3. Discharge checklist: More than 6 disciplines are involved in discharging patients from the hospital. The lack of real-time, accurate information about status of various discharge activities and who’s doing them takes time away from patient care and keeps patients sitting in beds when they could be heading home. Hard-to-use documentation and unclear accountability for scheduling services also disrupts critical follow-up care. A robust discharge checklist would improve team coordination, efficiency, and patient engagement.

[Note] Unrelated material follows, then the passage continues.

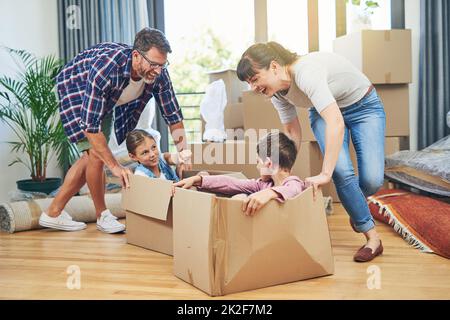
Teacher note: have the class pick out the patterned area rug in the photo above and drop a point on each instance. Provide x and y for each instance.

4. Bedside coordinator: Patients and families are often confused by and even disagree with follow-up care plans. This results in missed appointments and poor use of home services. The bedside coordinator is knowledgeable in both the home context and cancer care. They provide a face-to-face consultation that engages patients and caregivers to define follow-up appointments to ensure the plan is realistic. 

OUTCOME

Pilot testing with the cancer service line is starting in Summer 2024. We conducted 2 multidisciplinary co-design sessions to build the discharge checklist and a workflow to incorporate the patient readiness for discharge tool. A pilot test of all 4 interventions using a stepped roll-out begins in late summer.